Let’s remove the extraneous details such as the name and country, replacing them with a generic, indexed tag. After all, we aren’t really (at this point), interested in whether certain details such as the number of vowels in a name, or what part of the world we find a country, have any impact on car ownership or ice-cream preference. To take those into account would be to introduce overfitting, which is the phenomenon of having so much information in a model that it becomes burdensome to separate the data that has a causal effect from that which we ought to consider arbitrary.

To take it a step further, let’s generalize car ownership and ice-cream preference to “A” and “B.” We obtain something very similar to a truth table in deductive logic.

NAME	COUNTRY	A	B
n1	c1	A	NOT-B
n2	c2	NOT-A	B
n3	c3	A	NOT-B
n4	c4	A	???

One of the early promises of inductive and probabilistic models is that by putting data into a sophisticated enough machine, hidden rules will emerge. From this it can become really tempting to treat these hidden rules as having deductive weight, in the same way that statements such as “all birds have wings” and “all creatures with wings can fly” allow one to deduce “all winged creatures can fly.” But there are massive problems with this beyond mere arrogance. The biggest problem is that with data obtained in the wild may not have been generated from a deductive rule (if A then B). With my personal methodology, chaos typically reigns supreme.

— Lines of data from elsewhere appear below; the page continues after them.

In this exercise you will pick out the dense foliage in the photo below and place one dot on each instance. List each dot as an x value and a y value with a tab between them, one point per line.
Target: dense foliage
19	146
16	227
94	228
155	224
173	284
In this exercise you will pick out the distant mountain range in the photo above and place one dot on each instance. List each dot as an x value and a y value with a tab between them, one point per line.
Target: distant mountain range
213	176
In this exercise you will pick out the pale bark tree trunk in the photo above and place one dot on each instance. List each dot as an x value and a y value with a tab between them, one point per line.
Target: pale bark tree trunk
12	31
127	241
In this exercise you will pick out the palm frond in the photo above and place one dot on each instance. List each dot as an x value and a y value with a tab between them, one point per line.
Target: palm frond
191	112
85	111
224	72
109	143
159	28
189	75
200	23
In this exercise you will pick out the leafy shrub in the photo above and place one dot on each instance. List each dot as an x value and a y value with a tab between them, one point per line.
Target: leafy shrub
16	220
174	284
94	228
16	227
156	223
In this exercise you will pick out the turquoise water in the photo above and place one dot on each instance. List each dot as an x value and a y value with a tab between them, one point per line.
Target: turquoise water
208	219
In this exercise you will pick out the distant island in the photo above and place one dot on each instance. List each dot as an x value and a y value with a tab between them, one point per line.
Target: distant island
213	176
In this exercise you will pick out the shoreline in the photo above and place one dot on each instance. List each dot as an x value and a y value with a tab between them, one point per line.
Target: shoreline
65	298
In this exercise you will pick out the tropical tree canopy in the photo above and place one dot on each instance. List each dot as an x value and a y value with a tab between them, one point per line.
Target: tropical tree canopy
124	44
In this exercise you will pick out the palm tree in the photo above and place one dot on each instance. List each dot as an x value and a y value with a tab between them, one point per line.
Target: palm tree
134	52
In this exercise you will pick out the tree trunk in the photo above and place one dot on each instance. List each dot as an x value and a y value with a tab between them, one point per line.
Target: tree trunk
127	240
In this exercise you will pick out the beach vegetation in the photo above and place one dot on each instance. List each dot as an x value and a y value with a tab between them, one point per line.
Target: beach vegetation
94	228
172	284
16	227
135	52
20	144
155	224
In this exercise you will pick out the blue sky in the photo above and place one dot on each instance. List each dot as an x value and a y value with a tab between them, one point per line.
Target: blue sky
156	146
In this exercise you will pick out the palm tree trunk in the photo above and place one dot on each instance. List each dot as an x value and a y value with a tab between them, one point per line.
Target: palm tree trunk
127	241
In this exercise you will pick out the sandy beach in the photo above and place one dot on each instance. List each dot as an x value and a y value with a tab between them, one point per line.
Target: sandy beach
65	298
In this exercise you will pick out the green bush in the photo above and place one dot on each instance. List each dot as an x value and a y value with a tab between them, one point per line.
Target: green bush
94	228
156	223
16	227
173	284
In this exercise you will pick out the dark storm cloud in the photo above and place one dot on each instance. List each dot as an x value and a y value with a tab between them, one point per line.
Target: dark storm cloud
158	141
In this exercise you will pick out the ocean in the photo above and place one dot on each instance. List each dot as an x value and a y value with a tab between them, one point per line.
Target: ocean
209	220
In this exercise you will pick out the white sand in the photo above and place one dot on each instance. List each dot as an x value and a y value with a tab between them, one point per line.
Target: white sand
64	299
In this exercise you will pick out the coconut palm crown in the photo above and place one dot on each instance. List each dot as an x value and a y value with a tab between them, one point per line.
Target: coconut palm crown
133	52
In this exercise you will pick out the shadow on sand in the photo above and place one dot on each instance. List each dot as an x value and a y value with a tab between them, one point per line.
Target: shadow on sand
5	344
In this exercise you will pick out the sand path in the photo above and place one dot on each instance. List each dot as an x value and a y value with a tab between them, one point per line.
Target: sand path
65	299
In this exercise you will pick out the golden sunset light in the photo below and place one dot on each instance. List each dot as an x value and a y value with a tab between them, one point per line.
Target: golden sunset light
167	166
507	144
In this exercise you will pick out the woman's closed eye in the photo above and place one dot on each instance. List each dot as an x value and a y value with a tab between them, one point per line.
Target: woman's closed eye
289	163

One is a threshold problem. As I see it, what is the ideal threshold between underfitting (too little data to gleam any decent insight) and overfitting (too much data to get a reliable model that can provide accurate results in a reasonable amount of time)?

Consider this model:

Animal	Feathers?	Wings?	Can Fly?
Merlin	Yes	Yes	Yes
Kiwi	Yes	No	No
Dolphin	No	No	No
Vampire Bat	No	Yes	???
Penguin	Yes	Yes	???

Here, we give our inductive engine (i.e. a machine learning agent) a lot of details from which to issue decisions. We could assume that this engine is intelligent enough not to take “the animal’s name ends with –in” as a criteria, but that is a bold assumption. Sure, if we are doing supervised machine learning, then we should train our machine to answer whether a given animal can fly, based off of a combination of the most relevant information. But just how this machine agent knows what information is relevant and which should be considered a coincidence lays squarely on the humans training that machine.

In unsupervised models, we can’t make the assumption that machines won’t learn from superfluous details such as whether an animal’s name ends with –in or not. Adding the generic, indexed tags as animal names, similar to the tags in the second table of this lesson, can sidestep this and lessen the risk of overfitting.

Given the data on Merlins, Kiwis, Dolphins, Vampire Bats, and Penguins, what answer should we expect regarding bats’ and penguins’ ability to fly?